2025-01-22 京都大学
ブラシノステロイド(BR)は、植物の葉・茎・根の器官伸長など、植物形態形成を促進的に調節する植物ステロイドホルモンです。BRは受容体やその下流の転写因子は知られていましたが、BRによる植物成長の制御機構においては未だ知られていない因子の存在が予測され、その分子実態が探されていました。
山上あゆみ 生命科学研究科助教、中野雄司 同教授、宮川拓也 同准教授、仲村友介修士課程学生(研究当時)、西田快世 同博士課程学生、宮地朋子 理化学研究所研修生(兼:東京大学博士課程学生)(研究当時)、浅見忠男 東京大学教授らの共同研究グループは、植物成長の特に草丈を野生型の約150%に増大させる新規因子BIL7を、BR生合成阻害剤Brzを用いたケミカルバイオロジー研究によって発見しました。

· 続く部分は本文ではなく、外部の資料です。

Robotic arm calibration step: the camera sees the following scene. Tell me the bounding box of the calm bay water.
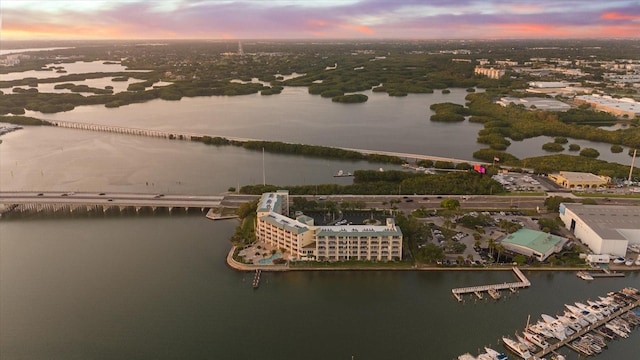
[0,216,640,359]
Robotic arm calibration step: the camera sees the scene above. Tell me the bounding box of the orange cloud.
[341,25,374,35]
[603,24,640,37]
[600,12,640,20]
[496,23,570,38]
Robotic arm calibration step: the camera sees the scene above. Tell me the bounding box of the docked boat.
[516,333,537,352]
[574,301,604,320]
[333,170,353,177]
[541,314,573,341]
[556,315,582,331]
[502,336,531,359]
[564,304,598,324]
[604,323,629,339]
[522,331,549,349]
[564,310,589,327]
[458,353,477,360]
[624,258,633,266]
[576,271,593,280]
[587,300,611,316]
[484,346,508,360]
[487,288,501,300]
[527,322,553,338]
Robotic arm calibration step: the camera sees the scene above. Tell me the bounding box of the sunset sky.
[0,0,640,40]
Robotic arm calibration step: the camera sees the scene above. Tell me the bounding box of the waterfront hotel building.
[256,190,402,261]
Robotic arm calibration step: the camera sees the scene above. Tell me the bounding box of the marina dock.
[458,287,640,360]
[253,269,262,289]
[451,267,531,301]
[534,290,640,358]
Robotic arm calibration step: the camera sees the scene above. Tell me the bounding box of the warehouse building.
[501,229,569,261]
[560,203,640,256]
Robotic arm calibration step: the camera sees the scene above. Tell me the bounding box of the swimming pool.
[258,254,282,265]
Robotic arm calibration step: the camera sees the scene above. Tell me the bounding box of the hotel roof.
[258,193,282,213]
[317,225,402,237]
[560,203,640,243]
[260,212,311,234]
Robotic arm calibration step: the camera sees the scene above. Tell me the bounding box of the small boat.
[487,288,501,300]
[604,324,629,339]
[333,170,353,177]
[541,314,573,341]
[458,353,477,360]
[574,301,604,320]
[564,304,598,324]
[502,336,531,359]
[484,346,509,360]
[522,331,549,349]
[576,271,593,280]
[516,333,536,352]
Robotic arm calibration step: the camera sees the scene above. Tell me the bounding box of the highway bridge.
[0,192,224,213]
[47,120,487,165]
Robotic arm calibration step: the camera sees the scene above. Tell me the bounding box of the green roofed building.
[501,229,569,261]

BIL7は、通常は細胞膜に局在しながら、BRシグナル伝達の活性化により核に移行し、その際にBRシグナル伝達のマスター転写因子BIL1/BZR1 と結合して、その核移行およびタンパク質の安定化を促進化する機能を持ち、そのダイナミックな分子機能によって植物草丈を大きく増大させる能力を持つ新規な因子であることが明らかとなりました。

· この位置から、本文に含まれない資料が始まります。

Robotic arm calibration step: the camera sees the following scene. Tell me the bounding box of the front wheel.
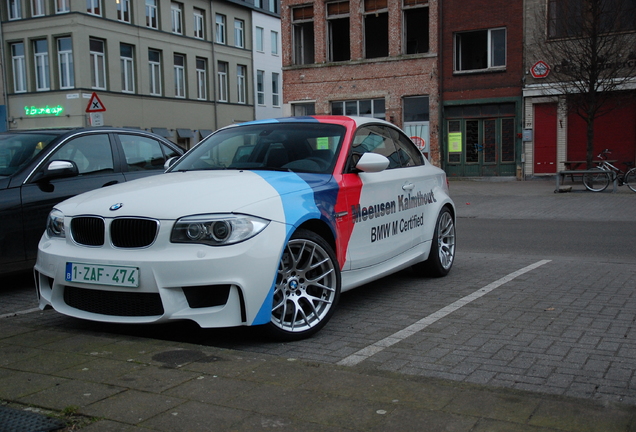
[583,168,610,192]
[413,207,455,277]
[266,229,340,341]
[623,168,636,192]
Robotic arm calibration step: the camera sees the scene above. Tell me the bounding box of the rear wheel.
[583,168,610,192]
[623,168,636,192]
[267,229,340,340]
[413,207,455,277]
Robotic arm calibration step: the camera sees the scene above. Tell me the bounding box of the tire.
[583,168,610,192]
[413,207,455,277]
[265,229,341,341]
[623,168,636,192]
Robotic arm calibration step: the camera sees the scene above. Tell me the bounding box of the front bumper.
[35,222,286,327]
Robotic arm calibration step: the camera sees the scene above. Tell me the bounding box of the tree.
[530,0,636,169]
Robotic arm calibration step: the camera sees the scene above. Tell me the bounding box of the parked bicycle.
[583,149,636,192]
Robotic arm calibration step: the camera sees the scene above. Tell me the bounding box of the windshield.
[171,122,346,173]
[0,133,57,176]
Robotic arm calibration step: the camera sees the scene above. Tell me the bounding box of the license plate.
[65,262,139,287]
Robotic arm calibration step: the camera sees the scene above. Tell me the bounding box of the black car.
[0,127,183,274]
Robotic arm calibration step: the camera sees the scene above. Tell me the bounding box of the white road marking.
[0,308,40,319]
[338,260,551,366]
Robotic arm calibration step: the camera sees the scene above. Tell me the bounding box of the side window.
[351,126,402,169]
[119,134,177,171]
[391,129,424,167]
[49,134,113,174]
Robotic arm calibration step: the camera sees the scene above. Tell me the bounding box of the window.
[119,43,135,93]
[364,0,389,59]
[148,49,161,96]
[170,2,183,34]
[236,65,247,103]
[31,0,45,17]
[57,37,75,89]
[403,0,429,54]
[33,39,51,91]
[7,0,22,20]
[331,99,385,119]
[217,62,228,102]
[272,72,280,106]
[455,28,506,72]
[327,1,351,61]
[215,14,225,45]
[11,42,27,93]
[116,0,130,24]
[174,54,185,98]
[86,0,102,16]
[292,6,314,64]
[256,70,265,105]
[234,20,245,48]
[55,0,71,13]
[194,8,205,39]
[146,0,159,29]
[271,31,278,55]
[90,39,106,90]
[254,27,265,52]
[197,58,208,100]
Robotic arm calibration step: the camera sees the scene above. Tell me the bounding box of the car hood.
[55,170,329,220]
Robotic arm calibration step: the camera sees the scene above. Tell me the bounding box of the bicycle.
[583,149,636,192]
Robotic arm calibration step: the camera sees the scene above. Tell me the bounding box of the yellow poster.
[448,132,462,153]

本研究によるBIL7の発見は、植物成長促進における分子機構の解明、その機能を活用した植物バイオマスや穀物生産が増大化した新植物の創製を目指す新技術開発などに繋がると期待されます。
本研究成果は、2024年12月20日に、国際学術誌「The Plant Journal」にオンライン掲載されました。

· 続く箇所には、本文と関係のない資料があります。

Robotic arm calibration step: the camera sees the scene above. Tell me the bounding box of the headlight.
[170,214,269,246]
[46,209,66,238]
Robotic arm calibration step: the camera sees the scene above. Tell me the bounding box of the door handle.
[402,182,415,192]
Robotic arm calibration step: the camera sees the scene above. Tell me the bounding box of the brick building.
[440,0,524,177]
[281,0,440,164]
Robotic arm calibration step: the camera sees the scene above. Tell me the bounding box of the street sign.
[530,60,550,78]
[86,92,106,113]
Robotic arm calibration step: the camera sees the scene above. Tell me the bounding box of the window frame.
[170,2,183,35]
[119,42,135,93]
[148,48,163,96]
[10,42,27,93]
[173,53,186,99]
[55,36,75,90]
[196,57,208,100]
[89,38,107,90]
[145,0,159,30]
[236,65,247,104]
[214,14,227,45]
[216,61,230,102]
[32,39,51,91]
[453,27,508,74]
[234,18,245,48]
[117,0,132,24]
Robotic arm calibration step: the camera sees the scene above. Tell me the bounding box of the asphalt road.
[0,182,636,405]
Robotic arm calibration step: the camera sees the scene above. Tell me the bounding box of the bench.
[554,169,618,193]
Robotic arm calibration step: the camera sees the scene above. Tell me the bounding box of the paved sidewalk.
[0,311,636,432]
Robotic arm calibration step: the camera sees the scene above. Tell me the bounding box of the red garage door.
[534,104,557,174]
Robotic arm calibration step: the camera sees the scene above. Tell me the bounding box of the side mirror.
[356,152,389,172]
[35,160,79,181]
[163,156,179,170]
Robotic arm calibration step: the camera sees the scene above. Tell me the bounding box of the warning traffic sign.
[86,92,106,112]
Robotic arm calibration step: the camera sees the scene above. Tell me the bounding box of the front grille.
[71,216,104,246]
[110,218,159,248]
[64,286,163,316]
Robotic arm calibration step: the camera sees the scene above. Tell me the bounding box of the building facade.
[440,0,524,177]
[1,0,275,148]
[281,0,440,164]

BIL7の機能発現モデルとBIL7高発現植物の示す成長促進形態:(左)通常状態ではBIL7は細胞膜にアンカーされている。(中)BIL7はBRシグナルの活性化に伴い核へ移行し、BRシグナルのマスター転写因子BIL1/BZR1の核内移行と安定化を促進させる。(右)その結果、植物成長の促進が引き起こされる。
研究者のコメント
「地球温暖化とそれに伴う異常気象や食糧不足が深刻化する現代において、大気中の二酸化炭素を吸収し植物体に固定するシンク能力を高める植物成長促進機構、食糧生産に向けて植物バイオマスの向上化を進め得る植物成長促進機構の研究は一層重要になると考えられます。本研究によって得られたBIL7は、BRシグナル伝達の中流域で中心的な働きを示す因子を発見したという基礎研究の観点から重要な基点になると考えていますが、同時に植物成長制御技術の開発においても役立つ可能性が期待出来る遺伝子と考えられるため、地球環境改善・食糧増産などに貢献する応用研究へも発展させて行きたいと考えています。」(中野雄司)
詳しい研究内容について
植物の草丈を150%増大させる新しいブラシノステロイド因子を発見
研究者情報
研究者名:山上 あゆみ
研究者名:中野 雄司
研究者名:宮川 拓也
書誌情報
【DOI】
https://doi.org/10.1111/tpj.17212
【書誌情報】
Tomoko Miyaji, Ayumi Yamagami, Yusuke Nakamura, Kaisei Nishida, Ryo Tachibana, Surina Surina, Shozo Fujioka, Mariano Garcia-Hourque, Santiago Mora-García, Shohei Nosaki, Takuya Miyakawa, Masaru Tanokura, Minami Matsui, Hiroyuki Osada, Kazuo Shinozaki, Tadao Asami, Takeshi Nakano (2024). BIL7 enhances plant growth by regulating the transcription factor BIL1/BZR1 during brassinosteroid signaling. The Plant Journal.